Red House, New York, was also indirectly affected by the changes. Although it was not directly flooded, the dam's first stress test in 1967 submerged New York State Route 17 west of Red House, and a new highway, the Southern Tier Expressway, would have to be constructed. The path of the highway was run almost directly through Red House's population center, which combined with the dam and the expansion of Allegany State Park prompted the state and the Army Corps of Engineers to forcibly condemn most of the town. Some of the town's residents bought parcels in what was then the hamlet of Baystate, located in the town a mile south of the highway, and were able to thwart efforts to forcibly dissolve the town when Allegany State Park proposed to expand again in 1973. Red House (population 30 as of 2020) has maintained its incorporation, with a few remaining families still holding onto their properties. In preparation for the eviction, the Onoville, Quaker Bridge, and Red House post offices were closed in summer 1964, and as a result, the ZIP codes for those towns were never officially used.

To partially compensate for the loss of the communities, the government set aside 305 acres of land for Seneca resettlement upstream in two New York communities: Steamburg (160 one-acre plots of land located south of the existing hamlet of the same name) and Jimerson Town (145 one-acre plots of land located west of the city of Salamanca, near the then-extant community of Shongo). Jimerson Town has become designated as one of the two capitals of the Seneca Nation.

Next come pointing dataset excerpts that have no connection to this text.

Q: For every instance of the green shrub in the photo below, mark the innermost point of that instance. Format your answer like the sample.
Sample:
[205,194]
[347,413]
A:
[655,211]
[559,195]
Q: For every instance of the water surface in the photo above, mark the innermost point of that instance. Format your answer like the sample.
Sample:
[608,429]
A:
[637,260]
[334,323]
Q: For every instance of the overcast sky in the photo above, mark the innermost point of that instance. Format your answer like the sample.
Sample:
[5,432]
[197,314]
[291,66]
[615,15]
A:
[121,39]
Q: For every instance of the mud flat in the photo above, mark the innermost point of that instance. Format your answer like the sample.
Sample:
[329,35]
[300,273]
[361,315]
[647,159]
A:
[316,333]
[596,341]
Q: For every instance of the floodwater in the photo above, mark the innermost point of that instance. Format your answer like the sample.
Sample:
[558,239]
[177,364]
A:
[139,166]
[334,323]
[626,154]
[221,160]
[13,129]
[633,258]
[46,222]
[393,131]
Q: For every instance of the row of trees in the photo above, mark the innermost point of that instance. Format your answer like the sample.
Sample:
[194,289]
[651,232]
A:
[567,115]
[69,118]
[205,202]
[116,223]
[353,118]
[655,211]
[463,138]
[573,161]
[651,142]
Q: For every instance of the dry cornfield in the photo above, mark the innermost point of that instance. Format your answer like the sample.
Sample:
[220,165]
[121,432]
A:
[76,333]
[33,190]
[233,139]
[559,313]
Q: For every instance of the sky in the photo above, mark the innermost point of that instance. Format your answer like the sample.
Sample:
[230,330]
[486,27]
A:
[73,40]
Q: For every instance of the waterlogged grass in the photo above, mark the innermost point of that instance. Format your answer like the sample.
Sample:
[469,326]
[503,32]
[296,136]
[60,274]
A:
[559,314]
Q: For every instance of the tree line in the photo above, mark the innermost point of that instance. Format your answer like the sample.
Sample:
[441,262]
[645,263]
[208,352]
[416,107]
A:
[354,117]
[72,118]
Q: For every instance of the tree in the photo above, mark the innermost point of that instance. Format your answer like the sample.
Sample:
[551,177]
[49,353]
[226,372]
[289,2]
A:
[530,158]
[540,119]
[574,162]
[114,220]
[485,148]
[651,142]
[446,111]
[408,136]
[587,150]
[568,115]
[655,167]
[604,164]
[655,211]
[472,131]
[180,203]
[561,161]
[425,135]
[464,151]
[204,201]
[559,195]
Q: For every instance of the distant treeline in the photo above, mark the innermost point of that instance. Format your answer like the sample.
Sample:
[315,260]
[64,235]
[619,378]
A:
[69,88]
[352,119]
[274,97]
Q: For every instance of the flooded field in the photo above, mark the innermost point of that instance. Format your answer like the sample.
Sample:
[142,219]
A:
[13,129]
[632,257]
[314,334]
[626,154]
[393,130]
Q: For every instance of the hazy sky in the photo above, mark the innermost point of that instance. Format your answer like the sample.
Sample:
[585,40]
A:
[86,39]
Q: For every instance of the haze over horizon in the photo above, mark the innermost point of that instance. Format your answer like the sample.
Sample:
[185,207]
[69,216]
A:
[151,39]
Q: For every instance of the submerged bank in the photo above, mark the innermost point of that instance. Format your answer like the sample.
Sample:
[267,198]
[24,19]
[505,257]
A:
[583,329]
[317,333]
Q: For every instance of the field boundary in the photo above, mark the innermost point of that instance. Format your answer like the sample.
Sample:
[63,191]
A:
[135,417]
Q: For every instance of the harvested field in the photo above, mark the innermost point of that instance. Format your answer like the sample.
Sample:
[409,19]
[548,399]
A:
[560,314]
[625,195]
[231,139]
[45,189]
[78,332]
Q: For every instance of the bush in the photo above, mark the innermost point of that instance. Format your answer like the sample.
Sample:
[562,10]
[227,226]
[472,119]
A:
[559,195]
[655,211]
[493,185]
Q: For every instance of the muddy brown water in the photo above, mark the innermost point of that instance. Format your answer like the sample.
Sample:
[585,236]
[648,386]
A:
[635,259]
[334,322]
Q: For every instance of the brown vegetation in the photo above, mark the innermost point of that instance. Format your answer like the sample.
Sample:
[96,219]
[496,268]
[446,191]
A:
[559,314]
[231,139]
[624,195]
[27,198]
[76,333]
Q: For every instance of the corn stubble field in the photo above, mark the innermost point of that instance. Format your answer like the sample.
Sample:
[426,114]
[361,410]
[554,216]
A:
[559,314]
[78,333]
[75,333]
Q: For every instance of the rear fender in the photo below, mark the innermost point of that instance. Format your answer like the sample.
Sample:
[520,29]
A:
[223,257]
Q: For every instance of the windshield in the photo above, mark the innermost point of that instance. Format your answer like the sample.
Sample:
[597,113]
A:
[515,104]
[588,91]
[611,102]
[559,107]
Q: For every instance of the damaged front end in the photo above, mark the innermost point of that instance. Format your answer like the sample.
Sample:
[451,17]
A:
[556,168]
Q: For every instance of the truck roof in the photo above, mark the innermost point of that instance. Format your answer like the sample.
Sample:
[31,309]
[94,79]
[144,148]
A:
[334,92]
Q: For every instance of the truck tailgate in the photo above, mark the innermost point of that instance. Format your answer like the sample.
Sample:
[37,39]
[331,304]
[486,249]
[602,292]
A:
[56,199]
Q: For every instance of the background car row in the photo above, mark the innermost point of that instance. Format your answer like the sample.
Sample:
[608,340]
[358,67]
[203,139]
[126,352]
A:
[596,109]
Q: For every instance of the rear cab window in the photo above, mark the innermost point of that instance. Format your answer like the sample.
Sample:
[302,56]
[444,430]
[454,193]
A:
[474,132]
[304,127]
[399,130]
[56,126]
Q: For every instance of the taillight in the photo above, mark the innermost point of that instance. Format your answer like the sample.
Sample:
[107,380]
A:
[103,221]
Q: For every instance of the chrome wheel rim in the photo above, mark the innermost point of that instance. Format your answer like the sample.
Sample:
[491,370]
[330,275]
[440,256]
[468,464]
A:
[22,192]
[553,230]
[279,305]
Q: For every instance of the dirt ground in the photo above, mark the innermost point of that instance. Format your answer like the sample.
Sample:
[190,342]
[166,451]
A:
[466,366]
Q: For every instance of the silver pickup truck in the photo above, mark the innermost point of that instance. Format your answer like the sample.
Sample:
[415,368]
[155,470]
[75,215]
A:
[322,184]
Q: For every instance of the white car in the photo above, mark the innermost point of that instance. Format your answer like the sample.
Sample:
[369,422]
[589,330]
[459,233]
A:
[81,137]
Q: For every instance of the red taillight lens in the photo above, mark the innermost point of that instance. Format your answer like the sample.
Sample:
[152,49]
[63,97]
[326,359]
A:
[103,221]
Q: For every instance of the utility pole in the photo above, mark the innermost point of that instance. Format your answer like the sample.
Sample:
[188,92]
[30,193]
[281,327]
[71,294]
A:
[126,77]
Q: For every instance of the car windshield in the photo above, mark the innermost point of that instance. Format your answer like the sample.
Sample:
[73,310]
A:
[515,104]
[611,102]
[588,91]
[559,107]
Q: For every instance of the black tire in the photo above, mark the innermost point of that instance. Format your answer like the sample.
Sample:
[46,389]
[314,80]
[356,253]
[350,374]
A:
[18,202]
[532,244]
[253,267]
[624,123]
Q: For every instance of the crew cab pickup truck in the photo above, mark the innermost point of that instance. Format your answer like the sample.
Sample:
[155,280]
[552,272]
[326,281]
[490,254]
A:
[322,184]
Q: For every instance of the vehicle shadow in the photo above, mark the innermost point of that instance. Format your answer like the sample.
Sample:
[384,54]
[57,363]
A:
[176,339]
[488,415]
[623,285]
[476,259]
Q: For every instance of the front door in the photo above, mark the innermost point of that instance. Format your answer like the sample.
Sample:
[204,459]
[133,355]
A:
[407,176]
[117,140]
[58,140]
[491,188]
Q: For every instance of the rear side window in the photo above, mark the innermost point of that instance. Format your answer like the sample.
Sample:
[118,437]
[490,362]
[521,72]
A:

The dam project also forced the displacement of Camp Olmsted, owned by the Chief Cornplanter Council of the Boy Scouts of America. The campsite had been located on bottomland along the Allegheny River, but the dam's construction forced it to be moved up the hillside.

==In other media==
The song "As Long as the Grass Shall Grow", written by Peter La Farge and recorded by Johnny Cash as the first track of his 1964 album Bitter Tears: Ballads of the American Indian, relates the loss of Seneca Nation land in Pennsylvania due to the construction of the Kinzua Dam. Cash received resistance by radio stations to this material. The documentary Johnny Cash's Bitter Tears recounted these events and a re-imagining of the album was recorded to accompany it. This was aired on PBS in February 2016.

The fourth verse of Buffy Sainte-Marie's 1965 song "Now That The Buffalo's Gone" asks if the US Government is "...still taking our lands..." and refers to the treaty signed by George Washington that guaranteed the Seneca their lands. It asserts "...the treaty's being broken by Kinzua Dam," and asks "...what will you do for these ones?".

Left 4 Dead featured the Kinzua Dam in a cut campaign known as "Dam It." The campaign was released to players in 2016, having players end the campaign at the dam. The campaign bridges the gap between the "Dead Air" and "Blood Harvest" campaigns.

In 2014, filmmakers Paul Lamont and Scott Sackett began production of a documentary for PBS titled Lake of Betrayal, concerning the construction of Kinzua Dam and creation of Allegheny Reservoir. The film was released in October 2017.

The Kinzua Dam appears in the TV show See directed by Steven Knight and produced for Apple TV+ by Chernin Entertainment / Endeavor Content, it appears destroyed and leaking as the location for "the Queen" in that series.